Dick grew up in Collingswood, Camden County, New Jersey. From 1932-1936 he attended St. Peter’s Choir School in Philadelphia, Pennsylvania where, with the obvious encouragement of his musical parents, he received the musical education that formed an important part of his life. Dick graduated from Collingswood High School in 1940, then began an engineering degree program at the Drexel Institute of Technology in Philadelphia. For the summer of 1941, Dick worked as a shipfitter, 3rd class for the New York Shipbuilding Corporation, in Camden, New Jersey. Then, following Japan’s attack on Pearl Harbor on 7 Dec 1941, the United States entered World War II. The main focus of this narrative about Dick focuses on his military service.

Dick’s Military Service, 1942-1953

Later Life

When Dick returned from Europe in June, 1945, he was placed on inactive military service for a time. He married Mary Lois Keiser in September, 1947, in Collingswood. He also chose to use the G.I. Bill to study dentistry at Temple University in Philadelphia, graduating in 1947.

He then returned to active duty, serving as an Air Force dentist at Lackland AFB in San Antonio, Texas, until June 1953.

After leaving active duty military service, the family moved back to New Jersey. Dick began setting up a private practice of family dentistry in Gibbstown, New Jersey, where he served until his retirement. He offered dental appointments to the public, and also provided examinations to many of the public school children that attended elementary schools in East Greenwich Township, Gloucester County.

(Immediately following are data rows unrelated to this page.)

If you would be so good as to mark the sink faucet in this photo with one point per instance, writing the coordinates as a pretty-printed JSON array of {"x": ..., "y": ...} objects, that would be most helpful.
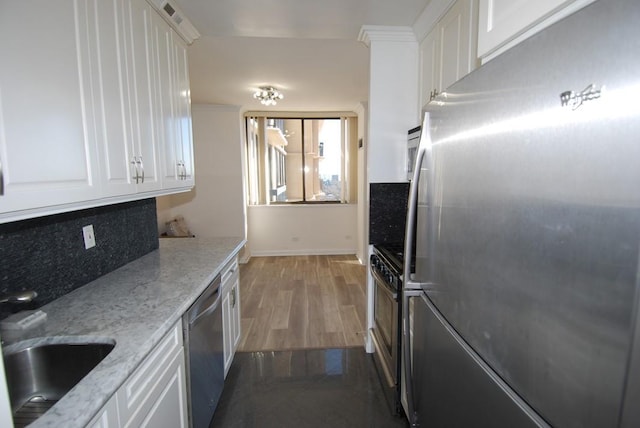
[{"x": 19, "y": 297}]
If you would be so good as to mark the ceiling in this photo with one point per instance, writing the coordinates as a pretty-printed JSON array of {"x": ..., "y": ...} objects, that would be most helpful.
[{"x": 308, "y": 49}]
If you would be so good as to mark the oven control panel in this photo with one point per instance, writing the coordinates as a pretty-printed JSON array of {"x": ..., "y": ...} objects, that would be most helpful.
[{"x": 381, "y": 269}]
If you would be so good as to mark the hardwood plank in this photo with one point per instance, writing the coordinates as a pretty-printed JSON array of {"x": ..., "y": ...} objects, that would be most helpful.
[{"x": 302, "y": 302}]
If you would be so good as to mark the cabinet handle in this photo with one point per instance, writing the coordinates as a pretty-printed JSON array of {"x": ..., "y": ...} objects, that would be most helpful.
[
  {"x": 141, "y": 167},
  {"x": 1, "y": 180},
  {"x": 184, "y": 170},
  {"x": 181, "y": 173},
  {"x": 134, "y": 162}
]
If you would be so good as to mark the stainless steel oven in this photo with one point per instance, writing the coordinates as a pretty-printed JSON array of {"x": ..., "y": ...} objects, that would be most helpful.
[{"x": 387, "y": 282}]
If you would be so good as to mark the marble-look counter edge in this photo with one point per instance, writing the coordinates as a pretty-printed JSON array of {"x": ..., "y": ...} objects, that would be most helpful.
[{"x": 135, "y": 305}]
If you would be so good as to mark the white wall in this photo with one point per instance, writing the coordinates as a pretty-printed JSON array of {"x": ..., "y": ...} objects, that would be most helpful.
[
  {"x": 363, "y": 186},
  {"x": 302, "y": 229},
  {"x": 216, "y": 206}
]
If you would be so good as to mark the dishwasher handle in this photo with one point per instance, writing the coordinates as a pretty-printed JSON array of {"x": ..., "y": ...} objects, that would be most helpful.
[{"x": 207, "y": 303}]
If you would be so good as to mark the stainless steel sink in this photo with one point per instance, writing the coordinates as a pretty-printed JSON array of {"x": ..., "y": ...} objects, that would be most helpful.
[{"x": 38, "y": 376}]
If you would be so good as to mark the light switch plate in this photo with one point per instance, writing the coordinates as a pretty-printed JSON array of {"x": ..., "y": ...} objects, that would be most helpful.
[{"x": 89, "y": 237}]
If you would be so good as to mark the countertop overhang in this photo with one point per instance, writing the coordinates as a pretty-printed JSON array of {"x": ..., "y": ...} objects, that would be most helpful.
[{"x": 135, "y": 305}]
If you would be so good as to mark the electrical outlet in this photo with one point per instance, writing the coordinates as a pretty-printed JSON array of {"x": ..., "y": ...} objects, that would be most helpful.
[{"x": 89, "y": 237}]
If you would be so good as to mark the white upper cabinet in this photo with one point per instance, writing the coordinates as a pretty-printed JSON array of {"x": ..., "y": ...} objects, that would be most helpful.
[
  {"x": 47, "y": 141},
  {"x": 143, "y": 150},
  {"x": 184, "y": 141},
  {"x": 114, "y": 134},
  {"x": 174, "y": 109},
  {"x": 448, "y": 52},
  {"x": 506, "y": 22},
  {"x": 94, "y": 102}
]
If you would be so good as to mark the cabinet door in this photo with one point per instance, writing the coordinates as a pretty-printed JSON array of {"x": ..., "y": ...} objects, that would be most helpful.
[
  {"x": 430, "y": 66},
  {"x": 47, "y": 137},
  {"x": 235, "y": 315},
  {"x": 111, "y": 96},
  {"x": 170, "y": 409},
  {"x": 183, "y": 113},
  {"x": 457, "y": 53},
  {"x": 227, "y": 331},
  {"x": 501, "y": 20},
  {"x": 141, "y": 81},
  {"x": 107, "y": 417}
]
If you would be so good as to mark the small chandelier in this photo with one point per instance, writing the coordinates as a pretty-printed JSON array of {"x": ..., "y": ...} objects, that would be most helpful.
[{"x": 268, "y": 96}]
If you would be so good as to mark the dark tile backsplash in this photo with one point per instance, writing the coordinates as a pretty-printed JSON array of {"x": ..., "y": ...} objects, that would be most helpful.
[
  {"x": 387, "y": 212},
  {"x": 47, "y": 254}
]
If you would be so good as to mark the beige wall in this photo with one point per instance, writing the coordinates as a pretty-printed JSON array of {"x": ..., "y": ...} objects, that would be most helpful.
[
  {"x": 216, "y": 206},
  {"x": 302, "y": 229}
]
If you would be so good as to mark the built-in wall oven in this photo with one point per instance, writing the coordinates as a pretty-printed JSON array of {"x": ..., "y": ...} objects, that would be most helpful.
[{"x": 385, "y": 265}]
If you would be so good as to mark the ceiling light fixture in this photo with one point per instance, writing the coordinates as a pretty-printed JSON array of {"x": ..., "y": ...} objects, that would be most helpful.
[{"x": 268, "y": 96}]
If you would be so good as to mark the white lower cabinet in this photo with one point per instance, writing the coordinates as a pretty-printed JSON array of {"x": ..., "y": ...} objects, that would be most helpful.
[
  {"x": 230, "y": 311},
  {"x": 107, "y": 417},
  {"x": 155, "y": 395}
]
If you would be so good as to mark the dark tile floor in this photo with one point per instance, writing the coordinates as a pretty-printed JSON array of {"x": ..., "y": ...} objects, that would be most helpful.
[{"x": 311, "y": 388}]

In 1956, he and Mary bought bought a colonial era farmhouse, known historically as the Reeves Mansion, on three quarters of an acre of land, that was being surrounded by the suburban development of Greenfield’s Village, on the former farmlands. This village was located on the outskirts of Woodbury, New Jersey.

In his free time, Dick became an accomplished carpenter, restoring antique furniture and building furniture reproductions. He also loved canoeing, and spent many weekends traveling to the New Jersey Pine Barrens to paddle its rivers. He also developed his love of gardening, and planted impressive vegetable gardens and also nurtured bumper crops of fruit every year. The family homestead was extensively planted with fruit trees and many ornamentals, some of which came from collections made during family trips to Vermont and New York.

After Dick retired in 1987, he and Mary moved to a smaller home a short distance away in Wenonah. There he spent about five additional years continuing to pursue his interests of playing the piano, landscaping, going to auctions, and woodworking. Among his many projects was building a cedar strip canoe. In late 1992, Dick was diagnosed with advanced prostate cancer. While undergoing treatment in the hospital he suffered a stroke, which paralyzed his left side. In late January 1993, he was exposed to pneumonia, and in his vulnerable state he could not resist this further complication, dying on February 9, 1993.

Dick never spoke about his World War II experiences. It was only after his death that the journal of his prisoner of war experiences was found. In fact, he was also reticent in life, for even Ed Hennigan, with whom he had bunked for more than seven months in that POW camp, never knew that Dick kept a journal of that time.